„[…] Seinen Tod stirbt der Vollbringende, siegreich, umringt von Hoffenden und Gelobenden.
Also sollte man sterben lernen; und es sollte kein Fest geben, wo ein solcher Sterbender nicht der Lebenden Schwüre weihte! […]“ Also sprach Zarathustra, Erster Teil, Vom freien Tode
Prolog
Es war Nacht, Stille lag über dem weißen Sandstrand, als plötzlich ein kleiner, fünfjähriger Junge mit schwarzem Haar und großen blauen Augen im Schilf lag. Langsam stand er auf, machte ein paar wackelige Schritte. Er fiel hin, rappelte sich schnell wieder auf und lief auf das einsame Haus am Ende des Weges zu.
Seine kleinen Schritte führten ihn die knarrenden Stufen der Veranda hinauf und er musste sich auf Zehenspitzen stellen um an die Haustürklingel zu gelangen.
Eine Frau mit langem dunklem Haar öffnete, blickte sich suchend um, bis sie dann erst den kleinen Jungen vor sich stehen sah.
„Wer bist du denn?“, fragte sie nachdenklich und kniete sich vor ihm hin. Er presste seine kleinen Finger gegen seine Schläfen und schüttelte wild den Kopf, als er an seiner Jacke zog und in etwas Feuchtes fasste – eine rot glänzende Flüssigkeit – Blut.
Vorsichtig streckte sie die Hand nach ihm aus und führte ihn hinein. „Warte hier, lauf nicht weg, ich muss nur jemanden anrufen“, sagte die Frau und verschwand um die Ecke.
Der Junge hörte Wortfetzen von „einem merkwürdigem Kind“ bis zu „nirgends Eltern“ und „Trauma“, dann kam die Frau wieder. „Hör zu; gleich kommen nette Leute und holen dich ab – du musst ihnen alles erzählen, was sie dich fragen, okay?“
Er nickte zaghaft, seine Augen füllten sich mit Tränen.
„Hey, nicht weinen, sei ein großer Junge“, murmelte sie und fuhr ihm durch die widerspenstigen Haare.
Es klingelte, Männer in Uniform waren es, bei ihnen ein Auto mit Blaulicht.
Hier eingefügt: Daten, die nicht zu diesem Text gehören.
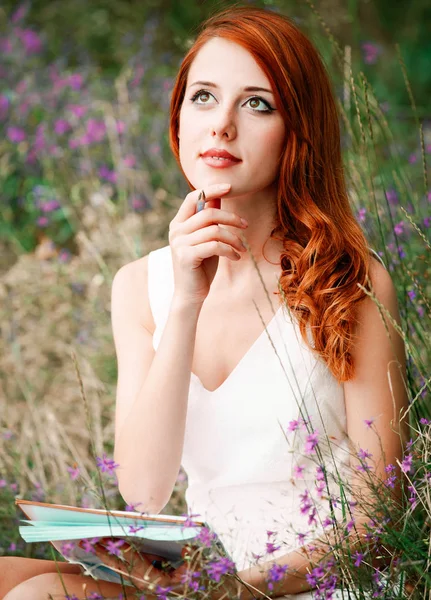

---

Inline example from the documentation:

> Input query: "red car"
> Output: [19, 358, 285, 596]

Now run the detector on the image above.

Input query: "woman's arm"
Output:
[112, 256, 202, 513]
[229, 258, 409, 599]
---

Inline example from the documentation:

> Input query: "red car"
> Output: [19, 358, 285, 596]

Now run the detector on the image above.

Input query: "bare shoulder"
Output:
[364, 256, 399, 318]
[111, 254, 155, 335]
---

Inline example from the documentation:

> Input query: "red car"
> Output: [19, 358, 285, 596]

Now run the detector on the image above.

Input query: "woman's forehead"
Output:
[187, 37, 272, 91]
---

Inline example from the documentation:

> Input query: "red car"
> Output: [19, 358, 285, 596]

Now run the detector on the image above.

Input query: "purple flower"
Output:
[353, 552, 364, 567]
[364, 418, 375, 428]
[96, 453, 119, 476]
[420, 418, 430, 425]
[293, 464, 305, 478]
[99, 165, 117, 183]
[36, 216, 49, 227]
[54, 119, 72, 135]
[7, 126, 26, 143]
[79, 538, 100, 554]
[8, 542, 17, 552]
[67, 104, 88, 119]
[361, 42, 381, 64]
[204, 555, 236, 583]
[196, 526, 217, 547]
[67, 464, 80, 480]
[40, 200, 61, 213]
[394, 221, 404, 235]
[357, 448, 372, 460]
[385, 188, 398, 205]
[85, 118, 106, 143]
[357, 208, 366, 223]
[266, 563, 289, 591]
[17, 28, 43, 54]
[304, 430, 319, 454]
[68, 74, 83, 90]
[400, 453, 413, 473]
[424, 217, 431, 228]
[408, 153, 417, 164]
[123, 154, 136, 168]
[60, 541, 76, 558]
[266, 541, 281, 554]
[308, 507, 317, 526]
[385, 463, 395, 473]
[11, 4, 28, 23]
[104, 539, 126, 558]
[407, 289, 416, 301]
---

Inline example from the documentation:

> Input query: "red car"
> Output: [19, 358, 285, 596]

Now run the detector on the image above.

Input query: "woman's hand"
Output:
[169, 183, 249, 308]
[85, 538, 204, 596]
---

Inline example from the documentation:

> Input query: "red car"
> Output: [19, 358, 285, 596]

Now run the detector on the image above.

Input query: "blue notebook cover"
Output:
[16, 499, 227, 588]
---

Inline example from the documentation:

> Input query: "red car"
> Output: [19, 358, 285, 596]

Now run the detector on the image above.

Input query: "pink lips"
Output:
[200, 148, 242, 168]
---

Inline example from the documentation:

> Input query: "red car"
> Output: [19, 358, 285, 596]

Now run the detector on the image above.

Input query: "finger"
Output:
[173, 183, 230, 224]
[92, 545, 164, 591]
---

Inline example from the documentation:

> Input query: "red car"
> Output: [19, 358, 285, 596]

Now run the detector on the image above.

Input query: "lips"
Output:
[200, 148, 241, 162]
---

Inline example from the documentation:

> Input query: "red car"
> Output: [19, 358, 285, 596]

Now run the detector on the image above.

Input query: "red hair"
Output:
[169, 5, 371, 382]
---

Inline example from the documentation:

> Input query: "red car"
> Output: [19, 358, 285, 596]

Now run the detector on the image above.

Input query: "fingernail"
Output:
[218, 184, 231, 190]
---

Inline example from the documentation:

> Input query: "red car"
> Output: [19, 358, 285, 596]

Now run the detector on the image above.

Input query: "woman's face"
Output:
[178, 37, 286, 197]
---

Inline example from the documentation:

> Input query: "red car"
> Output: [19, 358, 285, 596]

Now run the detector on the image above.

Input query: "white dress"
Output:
[147, 245, 384, 599]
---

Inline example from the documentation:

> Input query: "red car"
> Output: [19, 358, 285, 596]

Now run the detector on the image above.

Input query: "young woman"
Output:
[1, 5, 408, 600]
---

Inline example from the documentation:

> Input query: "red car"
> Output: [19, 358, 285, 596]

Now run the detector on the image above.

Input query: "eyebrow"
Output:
[188, 80, 274, 94]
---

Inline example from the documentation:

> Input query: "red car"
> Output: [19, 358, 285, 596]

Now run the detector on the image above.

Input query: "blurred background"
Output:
[0, 0, 429, 563]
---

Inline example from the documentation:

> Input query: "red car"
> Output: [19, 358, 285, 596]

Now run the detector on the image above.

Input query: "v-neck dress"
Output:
[148, 244, 355, 597]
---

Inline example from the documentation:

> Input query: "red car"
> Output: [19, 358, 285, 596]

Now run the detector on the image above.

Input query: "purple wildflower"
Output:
[394, 221, 404, 235]
[104, 539, 125, 558]
[266, 563, 289, 591]
[424, 217, 431, 228]
[79, 538, 100, 554]
[353, 551, 364, 567]
[196, 526, 217, 547]
[400, 453, 413, 473]
[357, 448, 372, 460]
[17, 28, 43, 54]
[266, 541, 281, 554]
[361, 42, 381, 64]
[304, 430, 319, 454]
[407, 289, 416, 301]
[66, 464, 80, 480]
[364, 417, 375, 428]
[123, 154, 136, 168]
[293, 464, 305, 479]
[385, 188, 398, 205]
[96, 453, 119, 476]
[420, 418, 430, 425]
[204, 555, 236, 583]
[36, 216, 49, 227]
[408, 153, 417, 164]
[99, 165, 117, 183]
[7, 126, 26, 143]
[54, 119, 72, 135]
[67, 104, 88, 119]
[11, 4, 28, 23]
[68, 74, 83, 90]
[357, 208, 366, 223]
[60, 541, 76, 558]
Die Polizei.
Ein dicker Mann mit Schnauzbart nahm den Jungen auf den Arm und trug den inzwischen Schlafenden zum Wagen, dann fuhren sie davon. Die Frau schaute ihnen hinterher, bis sie endgültig verschwunden waren.
Zwölf Jahre später …
Erstes Kapitel
„Alles Gute zum Geburtstag“, sagte er dem jungen Mann im Spiegel, der immer noch Ähnlichkeiten zu dem Fünfjährigen von damals hatte. Nur hatte er, nun Siebzehnjähriger, dunkle Schatten um die Augen, und war blass wie der Sensenmann selbst.
Er biss sich auf die Lippen, damit diese wenigstens ein bisschen Farbe bekamen, doch es half nichts, sie nahmen nur einen eigenartigen Blauton an.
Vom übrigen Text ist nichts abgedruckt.